Sign o' the Times - Why Prince fans could be in the purple at Cheltenham

Aidan Coleman on Paisley Park
Paisley Park has made a big impact this season
Cleeve Hurdle
Venue: Cheltenham Racecourse Date: Saturday, 26 January Time: 15:35 GMT
Coverage: Commentary on BBC Radio 5 live

Paisley Park represents the Prince fans who would be kings - and queens - as he lines up in the Cleeve Hurdle, as the countdown to March's Cheltenham Festival gathers pace at the course's Trials Day.

Named by owner Andrew Gemmell after the vast home and recording studio complex in Minnesota, USA owned by the late music genius - of whom he is an enthusiastic fan - the horse has been rocking and rolling his way through the jumps season.

Under the guidance of trainer Emma Lavelle and her ex-jockey husband Barry Fenton, who count Prince's Purple Rain and 1999 among their playlist favourites, Paisley Park has made it three wins from three starts - at Aintree, Haydock and in the Grade One Long Walk Hurdle at Ascot - since late October.

They're hoping that it's all a Sign o' the Times ahead of the seven-year-old's prime target the Stayers' Hurdle on day three of the Festival, Thursday 14 March.

Lavelle told BBC Sport: "Oh yes, you're not the first to come up with puns on his name; it's such a good one that I've heard all sorts.

"But, seriously, he's in great order - we have to step forward again, but it's the natural race on the way to the Stayers'.

"After Ascot, my first thought was to go straight there, and it would be great to show up at the Festival unbeaten, all flags flying, but they're called racehorses and he's in great form and they don't stay in great form forever.

"Andrew was planning a big trip to Australia, but when I rang him to discuss the change of plan he'd already had the same idea and contacted the travel agent about changing dates."

Trainer Emma Lavelle
Lavelle describes Paisley Park as a laidback character

At Ascot, Paisley Park gave Lavelle, Gemmell - who's something of a connoisseur of racecourse commentary having been blind since birth - and jockey Aidan Coleman their first victory at Grade One level.

However, that he's competing at all is something of an achievement.

After finishing an encouraging second in his first ever race, the seven-year-old son of stallion Oscar became critically ill - no one is absolutely certain with what - and spent six weeks away from Lavelle's HQ on the rolling Marlborough Downs in Wiltshire under veterinary care, during which time he suffered a dramatic weight loss.

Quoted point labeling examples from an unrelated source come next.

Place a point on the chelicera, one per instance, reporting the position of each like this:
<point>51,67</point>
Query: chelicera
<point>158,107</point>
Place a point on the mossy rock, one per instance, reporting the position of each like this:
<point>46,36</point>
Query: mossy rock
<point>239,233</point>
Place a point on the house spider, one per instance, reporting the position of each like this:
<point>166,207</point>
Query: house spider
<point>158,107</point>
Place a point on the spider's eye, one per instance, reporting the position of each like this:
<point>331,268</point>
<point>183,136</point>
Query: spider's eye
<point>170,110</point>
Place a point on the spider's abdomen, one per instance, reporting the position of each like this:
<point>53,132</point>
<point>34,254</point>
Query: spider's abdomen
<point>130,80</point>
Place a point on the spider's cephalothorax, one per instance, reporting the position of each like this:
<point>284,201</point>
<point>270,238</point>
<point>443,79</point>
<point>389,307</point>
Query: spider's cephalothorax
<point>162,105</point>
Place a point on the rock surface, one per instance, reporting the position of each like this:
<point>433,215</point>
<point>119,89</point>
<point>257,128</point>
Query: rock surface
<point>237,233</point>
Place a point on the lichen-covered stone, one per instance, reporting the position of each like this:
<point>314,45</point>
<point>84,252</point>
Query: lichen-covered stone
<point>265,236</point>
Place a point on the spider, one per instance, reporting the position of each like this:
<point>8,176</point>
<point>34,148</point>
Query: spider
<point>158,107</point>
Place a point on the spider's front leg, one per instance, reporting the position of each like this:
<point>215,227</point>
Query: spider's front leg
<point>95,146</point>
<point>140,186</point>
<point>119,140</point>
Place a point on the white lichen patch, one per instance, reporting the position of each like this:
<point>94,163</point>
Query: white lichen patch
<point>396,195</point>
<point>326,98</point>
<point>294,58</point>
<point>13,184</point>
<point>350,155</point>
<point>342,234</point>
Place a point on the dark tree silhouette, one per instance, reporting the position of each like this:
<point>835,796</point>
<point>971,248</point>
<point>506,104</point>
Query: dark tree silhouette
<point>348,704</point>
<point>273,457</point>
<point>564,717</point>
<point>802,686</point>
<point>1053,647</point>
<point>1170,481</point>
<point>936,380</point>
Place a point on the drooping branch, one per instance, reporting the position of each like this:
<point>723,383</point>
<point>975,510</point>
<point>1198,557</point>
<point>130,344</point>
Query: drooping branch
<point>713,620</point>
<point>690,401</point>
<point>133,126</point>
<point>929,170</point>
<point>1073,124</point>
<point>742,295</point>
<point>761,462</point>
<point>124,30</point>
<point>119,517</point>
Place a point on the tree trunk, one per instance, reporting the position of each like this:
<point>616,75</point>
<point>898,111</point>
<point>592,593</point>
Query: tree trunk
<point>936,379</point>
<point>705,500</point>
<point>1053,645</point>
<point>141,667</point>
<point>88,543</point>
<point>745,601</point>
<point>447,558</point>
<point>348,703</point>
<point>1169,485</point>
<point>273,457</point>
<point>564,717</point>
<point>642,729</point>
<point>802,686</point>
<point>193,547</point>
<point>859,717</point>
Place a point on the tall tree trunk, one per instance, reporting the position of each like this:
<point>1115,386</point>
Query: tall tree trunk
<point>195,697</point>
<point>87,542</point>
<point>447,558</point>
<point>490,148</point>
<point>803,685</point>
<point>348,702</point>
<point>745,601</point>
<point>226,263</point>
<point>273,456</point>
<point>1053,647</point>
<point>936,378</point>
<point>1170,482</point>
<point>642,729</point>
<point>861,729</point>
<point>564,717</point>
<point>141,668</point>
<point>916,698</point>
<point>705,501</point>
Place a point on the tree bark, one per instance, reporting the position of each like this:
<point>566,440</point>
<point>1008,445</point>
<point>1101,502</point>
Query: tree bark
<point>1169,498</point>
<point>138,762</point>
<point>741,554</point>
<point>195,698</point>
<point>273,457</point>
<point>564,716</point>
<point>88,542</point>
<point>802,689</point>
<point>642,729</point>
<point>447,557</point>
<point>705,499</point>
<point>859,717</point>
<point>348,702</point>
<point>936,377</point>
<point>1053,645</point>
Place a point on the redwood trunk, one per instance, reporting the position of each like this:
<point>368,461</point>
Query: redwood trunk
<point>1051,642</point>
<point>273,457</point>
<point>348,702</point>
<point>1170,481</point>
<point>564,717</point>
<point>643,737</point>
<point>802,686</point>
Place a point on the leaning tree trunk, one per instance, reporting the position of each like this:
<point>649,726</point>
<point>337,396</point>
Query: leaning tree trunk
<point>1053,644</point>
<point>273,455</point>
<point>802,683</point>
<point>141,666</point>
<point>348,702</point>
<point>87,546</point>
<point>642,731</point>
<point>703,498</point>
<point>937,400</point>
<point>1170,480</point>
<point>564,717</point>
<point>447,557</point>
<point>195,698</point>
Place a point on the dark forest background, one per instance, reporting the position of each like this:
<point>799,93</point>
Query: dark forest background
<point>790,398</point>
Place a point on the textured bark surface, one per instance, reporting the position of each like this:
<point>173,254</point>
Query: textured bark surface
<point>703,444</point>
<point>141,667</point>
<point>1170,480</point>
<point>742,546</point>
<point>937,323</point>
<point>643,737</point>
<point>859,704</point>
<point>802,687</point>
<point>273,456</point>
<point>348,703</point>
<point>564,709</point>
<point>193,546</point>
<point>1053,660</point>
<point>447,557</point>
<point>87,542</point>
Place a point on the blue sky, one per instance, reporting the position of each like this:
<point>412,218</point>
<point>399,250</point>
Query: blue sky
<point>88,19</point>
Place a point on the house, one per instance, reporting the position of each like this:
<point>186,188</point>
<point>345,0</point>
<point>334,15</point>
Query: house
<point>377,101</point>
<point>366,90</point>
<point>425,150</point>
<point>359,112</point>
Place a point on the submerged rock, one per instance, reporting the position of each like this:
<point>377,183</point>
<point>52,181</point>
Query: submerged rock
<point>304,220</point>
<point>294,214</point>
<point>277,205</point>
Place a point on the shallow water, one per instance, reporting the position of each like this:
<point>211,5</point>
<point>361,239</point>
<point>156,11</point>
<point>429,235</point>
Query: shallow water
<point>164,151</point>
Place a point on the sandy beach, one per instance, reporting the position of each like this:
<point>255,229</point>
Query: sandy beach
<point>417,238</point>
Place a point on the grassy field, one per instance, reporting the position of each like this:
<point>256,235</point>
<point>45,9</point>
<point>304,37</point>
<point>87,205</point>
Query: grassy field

The long subsequent recuperation was rewarded with a winning return, followed by two second places and then a run down the field at the 2018 Festival when galloping, according to his trainer, "as though being chased by the Hound of the Baskervilles - too fast too soon".

That said, Lavelle is also hoping to gain reassurance from the return to the Cotswold track - where he's due to face fierce competition including from fellow Stayers' Hurdle hopefuls Midnight Shadow and Black Op - that the horse isn't in any way disadvantaged by its famously examining contours.

"I can't see why Cheltenham shouldn't suit him," the trainer of 68 horses said, "but he has won, or run well, in races on flat or pretty much flat tracks so it would be good to just to go there and do it."

She added: "Whatever happens, he will always be very special to all of us as our first Grade One winner - no one can take that away."

Among his rivals will be Sam Spinner, once the darling of the long distance hurdlers, who will have another go at regaining his mojo after two races in which his jockey Joe Colliver has been unseated when lining up against Paisley Park.

In 2018, the Jedd O'Keeffe-trained gelding went off as favourite for the Stayers Hurdle at both the Cheltenham and Aintree Festivals, finishing fifth and third respectively, but not a lot has gone right since. However, recent vibes from the O'Keeffe operation have been positive.

Joe Colliver on Sam Spinner
Sam Spinner badly needs a return to form after a couple of disappointing runs

Also this weekend

Jockey Tom O'Brien, a nephew of champion flat trainer Aidan, is well on course for his best-ever season, a campaign highlighted by a Grade One success on Elixir De Nutz and by getting the better of a stirring finish to the Welsh Grand National on Elegant Escape; both horses are trained by Colin Tizzard.

The seven-year-old Elegant Escape has a similar profile to Tizzard's 2018 Cheltenham Gold Cup winner Native River, and a significant run in the Cotswold Chase (14:25 GMT), against opponents headed by Frodon and Valtor, is anticipated.